Red and yellow color choices echo in the access points to the interior of the human body, which we can find, for instance, in the umbilical/navel hieroglyph [xic(tli)] and in the hieroglyphs of at least two shoulders [acol(li)] where the arm has been cut and there is a protruding bone. Molly Bassett (personal communication, October 2022) directed me to look at the dismembered Coyolxauhqui carved in stone, which is now imagined as it might have been in its original polychrone. There, the severed body parts have red and yellows linings along the jagged, severed edges.

Water emerges from the top of the arm at the site of the shoulder in one case of the glyphs of the Codex Mendoza. The same can be seen in one of the Tetzcoco glyphs. Some acolli have no color at the top by the protruding bone, and some have only a yellow edge. But when water emerges from the shoulder both the red and yellow lines are there. Thus, the red and yellow colors may have not only indicated access to interiors, whether of the earth or the human body, but also places where emergence from interiors could take place, such as when humans emerged from caves to live off the land or babies were born from their mothers' bodies. The bell shape of the tepetl and the oztotl (on its side) has been associated with the human womb. Book 6 of the Florentine Codex quotes women as saying that "in us is a cave, a gorge." {See Alan R. Sandstrom's contribution to In the Maw of the Earth Monster (2005), 35.]

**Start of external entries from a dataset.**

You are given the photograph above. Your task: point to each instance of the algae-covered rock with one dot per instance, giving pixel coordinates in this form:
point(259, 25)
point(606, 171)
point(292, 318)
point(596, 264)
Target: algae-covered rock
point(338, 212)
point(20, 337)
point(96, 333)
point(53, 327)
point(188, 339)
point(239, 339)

Treasured liquids associated with life—such as water and blood—may come into play in accessing both earthly and human interiors. Philip Arnold ("Paper Ties to Land," History of Religions, 35:1, 1995), 37–38) interprets water to have been the Nahua equivalent of blood of the earth. In the glyph for Chapultepec in the Aubin Codex (fol. 19), water emerges from the red and yellow horizontal lines at the base of the hill. Another compound hieroglyph that supports the red and yellow lines of the tepetl as an access point for earthly waters is Ixicayan, a leaky place. In this visual, water drips from the red and yellow lines at the base of the tepetl, something like blood from a cut in a human body, or menstrual fluids from a woman's labia.

Blood, of course, was very important in Aztec culture. Book 10 of the Florentine Codex includes the phrase, "tonenca in eztli," translated by Anderson and Dibble as "our life [is] blood," as can be found in our dictionary entry for eztli. Obviously, interiors of bodies provided access to blood, and mountains were associated with life-giving spring water.

Another measure of support for red and yellow human interiors are the internal organs of the human body, such as the heart [yollo(tl)] and the liver [el(li) or, for example, teltapach, eltapach, or elli], which were also painted red and yellow. When viewing a surgical operation, one can see that fats can be yellow and tissue and organs can be red, which may explain the choice of colors for these passages from and toward interiors.

Looking ahead, it may be worth tracking animal interiors for this red and yellow combination. Snakes tongues, which are normally inside the mouth, even though glyph artists usually show them protruding, can be just red (as is the case of the serpent in the Codex Mendoza from folios 5 verso, 7 verso, 32 recto, 34 recto, and 50 recto), or they can be red closest to the mouth and yellow at the bifurcated extremities. For the latter, see our entries for coatl from the Codex Mendoza from folios 17 verso, 20 verso, and 23 recto. (Draft, SW.)